The Cochlear implant: What’s next for one of Australia’s most famous biomedical innovations?

Over the past 40 years, hundreds of thousands of people have gained hearing thanks to an Australian innovation.

In 1979, a medical device group called Nucleus first showed an interest in the work of a University of Melbourne Professor of Otolaryngology Graeme Clark.

Since the 1960s, Clark had been investigating whether hearing, particularly for speech, might be reproduced in people with severe to profound hearing loss.

Clark thought that the ear might be bypassed and the auditory nerve electrically stimulated to reproduce the coding of sound.

Two years later the Australian Government gave Nucleus $4 million to develop Clark’s work into a multi-channel cochlear implant. A new company, Cochlear, was formed.

Graeme Clark and the first Cochlear implant recipient
Graeme Clark (right) with the first Cochlear implant recipient Rod Saunders. (Image: University of Sydney)

Forty years later, Cochlear is a household name. Since the early 1980s, more than 250,000 people have received a Cochlear implant.

To find out what Cochlear is doing now, create spoke to the company’s Chief Technology Officer, Jan Janssen.

create: Why do you think Cochlear has been so successful?

JAN JANSSEN: Graeme Clark took a multi-disciplinary approach to his research during the seventies. Speech pathologists, and a range of engineering and scientific disciplines, have been involved in designing and updating the products. All are needed to find the best solution.

create: What has the actual technology contributed to that success?

JJ: Our technology has kept on evolving. Now, we deliver the electric charge much closer to the hearing nerve. Over the last five years, we have used consumer wireless technology, which allows users to link their devices to their phones. That way a user can hand it to a person speaking to them at work or at school.

create: What have been Cochlear’s main engineering challenges?

JJ: How to integrate the various technologies. Some of the technologies you find in our product you also find in consumer products. What stands Cochlear out is our ability to integrate those in a way that enables us to implant the device into a human body.

A Cochlear implant component. (Image: Cochlear)

Twenty years ago, it would have been great if you could hook up our implant to a phone — or when the iPad came out, use an app to control the device. At the time, the technology was not ready to do this. But we understood that the need was there and began to work on ways to integrate the implant with the devices when the technology matured.

create: What is next for the company?

JJ: We’ve recently released Forward Focus, which helps the user block out background noise, so users can hear better in a noisy environment. We are looking, also, at technology that allows clinicians to provide connective care or remote follow-up aftercare for cochlear users.

create: What is the project Cochlear is running with hearing aid manufacturer GN Hearing?

JJ: Many people who have a cochlear implant still use a conventional hearing aid in the other ear. In most developed countries, you need to have severe or profound hearing difficulties in both ears to apply for a cochlear implant in one ear. It’s a bit odd, like saying you need two knee replacements to walk around but we’ll only give you one.

It’s important to have a partner like GN Hearing to develop our technologies in tandem, and align, for example, the input processing between the cochlear implant and the hearing aid, using wireless technologies.

create: Are you using 3D printing and additive manufacturing?

JJ: Yes, we do, in the prototyping stage. This is very advanced because we deal with very small dimensions. We are not using this in manufacturing, yet.

create: Earlier this year, Cochlear announced a pilot study with the Royal Victorian Eye and Ear Hospital’s Professor Robert Briggs and the HEARing Cooperative Research Centre’s Professor Robert Cowan. What is happening here?

JJ: For many years, users’ groups have said that it would be really great if we could use our technology in a way that would not require an external component. For the last two decades we have been working towards that.

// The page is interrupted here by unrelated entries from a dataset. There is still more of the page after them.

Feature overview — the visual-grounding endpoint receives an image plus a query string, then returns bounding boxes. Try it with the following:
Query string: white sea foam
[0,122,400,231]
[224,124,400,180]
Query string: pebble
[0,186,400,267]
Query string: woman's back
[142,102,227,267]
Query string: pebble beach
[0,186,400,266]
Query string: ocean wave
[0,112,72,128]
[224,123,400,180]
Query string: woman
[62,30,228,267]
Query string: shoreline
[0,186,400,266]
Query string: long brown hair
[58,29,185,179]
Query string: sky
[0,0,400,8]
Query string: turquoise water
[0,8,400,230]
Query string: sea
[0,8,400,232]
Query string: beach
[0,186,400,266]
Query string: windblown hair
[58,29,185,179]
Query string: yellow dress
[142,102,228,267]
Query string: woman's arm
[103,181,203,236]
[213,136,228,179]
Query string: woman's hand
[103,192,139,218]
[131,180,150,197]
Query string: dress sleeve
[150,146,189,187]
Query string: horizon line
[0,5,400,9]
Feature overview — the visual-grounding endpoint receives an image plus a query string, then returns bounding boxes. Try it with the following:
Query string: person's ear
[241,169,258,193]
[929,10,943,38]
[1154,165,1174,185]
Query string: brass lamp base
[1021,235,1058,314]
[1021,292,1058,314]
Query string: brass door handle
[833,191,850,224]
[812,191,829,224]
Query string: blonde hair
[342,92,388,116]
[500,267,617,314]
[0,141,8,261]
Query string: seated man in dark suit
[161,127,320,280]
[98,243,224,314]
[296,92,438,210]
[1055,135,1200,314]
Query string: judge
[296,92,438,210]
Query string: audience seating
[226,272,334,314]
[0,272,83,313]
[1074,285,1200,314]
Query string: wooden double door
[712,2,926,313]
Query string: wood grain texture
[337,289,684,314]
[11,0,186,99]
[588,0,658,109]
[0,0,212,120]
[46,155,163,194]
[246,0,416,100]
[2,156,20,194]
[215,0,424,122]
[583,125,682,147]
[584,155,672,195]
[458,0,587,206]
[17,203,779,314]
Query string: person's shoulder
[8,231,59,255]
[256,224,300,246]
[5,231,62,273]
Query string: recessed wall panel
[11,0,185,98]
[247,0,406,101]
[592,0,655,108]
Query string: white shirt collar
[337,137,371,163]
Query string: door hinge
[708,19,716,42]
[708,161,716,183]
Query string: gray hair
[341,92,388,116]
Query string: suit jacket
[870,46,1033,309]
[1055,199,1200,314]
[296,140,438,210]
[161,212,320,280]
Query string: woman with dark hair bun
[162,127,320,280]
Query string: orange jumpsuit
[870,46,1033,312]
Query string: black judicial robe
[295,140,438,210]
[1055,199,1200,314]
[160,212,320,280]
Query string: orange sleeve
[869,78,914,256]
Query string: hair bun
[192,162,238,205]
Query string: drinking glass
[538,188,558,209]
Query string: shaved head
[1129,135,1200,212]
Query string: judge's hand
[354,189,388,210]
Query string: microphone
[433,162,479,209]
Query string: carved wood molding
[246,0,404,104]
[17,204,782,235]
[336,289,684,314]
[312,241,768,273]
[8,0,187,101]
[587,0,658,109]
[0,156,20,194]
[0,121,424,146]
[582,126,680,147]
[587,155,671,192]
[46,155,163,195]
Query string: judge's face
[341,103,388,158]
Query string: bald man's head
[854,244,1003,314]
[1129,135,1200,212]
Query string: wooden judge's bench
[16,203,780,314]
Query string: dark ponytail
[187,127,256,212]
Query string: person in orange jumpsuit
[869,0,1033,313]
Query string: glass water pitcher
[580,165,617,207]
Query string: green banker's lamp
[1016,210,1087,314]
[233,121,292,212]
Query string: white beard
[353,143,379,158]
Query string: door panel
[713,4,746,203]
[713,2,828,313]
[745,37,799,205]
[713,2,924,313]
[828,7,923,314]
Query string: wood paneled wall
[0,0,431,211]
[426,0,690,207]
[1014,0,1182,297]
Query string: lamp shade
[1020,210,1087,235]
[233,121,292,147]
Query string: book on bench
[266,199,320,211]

There are two microphones inside. One primary microphone pointed away from the head, outwards, picks up the airborne sounds from speech. A second sensor points towards the skull, trying to maximise the pick-up of body noise. Then, an algorithm subtracts the second microphone from the primary microphone to cancel out the noise.

create: What technologies are you working on as part of this study?

JJ: A fully internal device requires an implanted battery that sits next to your brain, so safety is paramount. The charge inside heats up the implant, so heat management is very important. The body can only tolerate a certain rise of temperature to stay within safe limits.

Also, if you implant the microphone under the skin it picks up body noises — chewing, breathing. We’re currently working to find ways of cancelling out these body noises.

Thirdly, we’re working on technology that allows signal processing within the implant to work in a way that minimises power consumption so it can run from a small battery.

We’re in feasibility study stage: still a number of years away before we have a commercial product.